Prior to the implementation of the new API, when libparrot had an unhandled exception it would call the C exit() library function to close the application. This is undesirable because embedding applications want the ability to handle errors and recover from problems in libparrot. The new API provides error handling capabilities for cases of unhandled exceptions, including both expected EXCEPT_exit and other types of error-related exceptions.

The embedding API also makes sure certain details are in place, including stack markers for the GC. Calling into libparrot without setting a valid stack marker could cause serious (and difficult to diagnose) errors.

The embedding API provides relatively limited interaction with libparrot, at least from the point of view of an internals developer or an extension developer. There are many reasons for this. First and foremost, the full power of libparrot is almost always available through the runcore. If you want to do something with Parrot, it is almost always easier and preferred to write your code in a language which targets Parrot, compile it down to bytecode, and load that bytecode into Parrot to execute. Almost all applications of libparrot will involve bytecode execution at some level, and this is where most operations become possible.
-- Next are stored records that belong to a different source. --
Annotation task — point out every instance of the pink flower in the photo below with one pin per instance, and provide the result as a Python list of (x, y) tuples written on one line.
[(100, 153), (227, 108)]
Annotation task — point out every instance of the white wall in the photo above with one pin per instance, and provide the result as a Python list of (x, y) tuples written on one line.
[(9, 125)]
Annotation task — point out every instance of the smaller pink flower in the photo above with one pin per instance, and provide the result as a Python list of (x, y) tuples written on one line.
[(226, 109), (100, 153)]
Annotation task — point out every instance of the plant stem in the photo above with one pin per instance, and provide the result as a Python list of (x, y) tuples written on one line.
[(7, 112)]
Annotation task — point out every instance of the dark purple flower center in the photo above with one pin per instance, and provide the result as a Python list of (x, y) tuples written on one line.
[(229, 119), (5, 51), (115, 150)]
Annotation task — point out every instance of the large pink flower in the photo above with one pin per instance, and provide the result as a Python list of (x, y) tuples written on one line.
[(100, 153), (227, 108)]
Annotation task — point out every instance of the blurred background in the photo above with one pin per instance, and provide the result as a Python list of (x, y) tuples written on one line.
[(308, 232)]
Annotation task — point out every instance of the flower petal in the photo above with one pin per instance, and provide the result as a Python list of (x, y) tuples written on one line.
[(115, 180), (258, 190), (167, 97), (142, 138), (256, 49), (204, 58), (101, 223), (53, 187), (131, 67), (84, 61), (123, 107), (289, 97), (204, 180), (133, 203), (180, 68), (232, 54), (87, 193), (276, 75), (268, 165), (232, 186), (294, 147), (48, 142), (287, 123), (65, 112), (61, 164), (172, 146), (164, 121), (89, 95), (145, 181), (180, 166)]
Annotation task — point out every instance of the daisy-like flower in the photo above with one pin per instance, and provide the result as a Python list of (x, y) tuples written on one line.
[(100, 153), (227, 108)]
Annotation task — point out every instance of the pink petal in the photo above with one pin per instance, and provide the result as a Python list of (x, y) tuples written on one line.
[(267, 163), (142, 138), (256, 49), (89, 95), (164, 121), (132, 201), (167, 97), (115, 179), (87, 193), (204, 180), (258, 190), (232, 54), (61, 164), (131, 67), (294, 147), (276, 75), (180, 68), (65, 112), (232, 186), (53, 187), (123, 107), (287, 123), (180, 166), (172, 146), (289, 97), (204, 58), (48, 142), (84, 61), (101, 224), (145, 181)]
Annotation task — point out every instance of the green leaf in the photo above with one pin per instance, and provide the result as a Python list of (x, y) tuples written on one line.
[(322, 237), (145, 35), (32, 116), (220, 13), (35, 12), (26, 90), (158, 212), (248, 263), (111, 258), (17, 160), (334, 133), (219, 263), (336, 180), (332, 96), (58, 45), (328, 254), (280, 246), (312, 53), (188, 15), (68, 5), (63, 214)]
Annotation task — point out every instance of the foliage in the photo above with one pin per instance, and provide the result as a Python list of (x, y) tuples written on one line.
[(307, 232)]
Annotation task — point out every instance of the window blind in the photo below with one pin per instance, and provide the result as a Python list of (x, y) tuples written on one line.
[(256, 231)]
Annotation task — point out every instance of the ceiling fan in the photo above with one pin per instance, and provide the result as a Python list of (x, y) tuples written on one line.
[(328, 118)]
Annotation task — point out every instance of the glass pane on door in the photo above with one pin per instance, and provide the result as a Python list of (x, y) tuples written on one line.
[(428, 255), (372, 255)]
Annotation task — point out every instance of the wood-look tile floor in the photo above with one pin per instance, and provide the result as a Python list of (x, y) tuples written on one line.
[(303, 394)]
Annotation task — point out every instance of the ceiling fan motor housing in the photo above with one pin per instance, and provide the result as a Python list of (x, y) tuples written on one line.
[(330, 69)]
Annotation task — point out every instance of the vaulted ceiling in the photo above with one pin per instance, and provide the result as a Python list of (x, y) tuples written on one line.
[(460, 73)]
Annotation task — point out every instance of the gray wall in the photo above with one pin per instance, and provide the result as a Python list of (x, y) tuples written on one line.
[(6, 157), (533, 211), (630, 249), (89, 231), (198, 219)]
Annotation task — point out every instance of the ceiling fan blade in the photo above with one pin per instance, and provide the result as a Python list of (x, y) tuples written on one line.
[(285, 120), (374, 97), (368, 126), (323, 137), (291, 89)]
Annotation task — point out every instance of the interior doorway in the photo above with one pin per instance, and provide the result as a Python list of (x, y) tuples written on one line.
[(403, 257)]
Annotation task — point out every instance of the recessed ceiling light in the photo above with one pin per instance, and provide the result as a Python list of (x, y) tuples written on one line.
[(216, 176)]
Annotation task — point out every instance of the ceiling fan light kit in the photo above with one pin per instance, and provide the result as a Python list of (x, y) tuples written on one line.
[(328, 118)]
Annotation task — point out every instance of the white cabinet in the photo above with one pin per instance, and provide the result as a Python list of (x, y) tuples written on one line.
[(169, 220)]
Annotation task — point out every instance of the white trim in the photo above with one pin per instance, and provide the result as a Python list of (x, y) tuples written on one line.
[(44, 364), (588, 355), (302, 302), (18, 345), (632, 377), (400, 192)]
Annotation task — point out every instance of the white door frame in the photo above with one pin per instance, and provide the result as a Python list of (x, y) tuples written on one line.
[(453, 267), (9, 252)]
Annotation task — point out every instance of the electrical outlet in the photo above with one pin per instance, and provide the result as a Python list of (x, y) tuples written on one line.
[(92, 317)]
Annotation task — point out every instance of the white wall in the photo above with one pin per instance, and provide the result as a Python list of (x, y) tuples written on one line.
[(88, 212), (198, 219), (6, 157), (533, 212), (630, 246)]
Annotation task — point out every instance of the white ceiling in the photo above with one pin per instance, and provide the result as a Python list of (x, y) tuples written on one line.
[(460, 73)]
The API also provides a powerful abstraction layer between the libparrot internals developers and the embedding application developers. The API is sufficiently abstracted and detached enough that even large changes to the internals of libparrot are unlikely to require any changes in the embedding application. For instance, libparrot could completely change its entire object model implementation and not cause a change to the API at all.

While limited, the API is not static. If embedders need new features or functionality, those can usually be added with relative ease.

Using the Embedding API

The embedding API follows certain guidelines that should be understood by users, and followed by developers:

Implementation

The embedding API has two goals: To allow access to libparrot as a dynamic language runtime and bytecode interpreter, and to encapsulate implementation details internal to libparrot from the embedding application.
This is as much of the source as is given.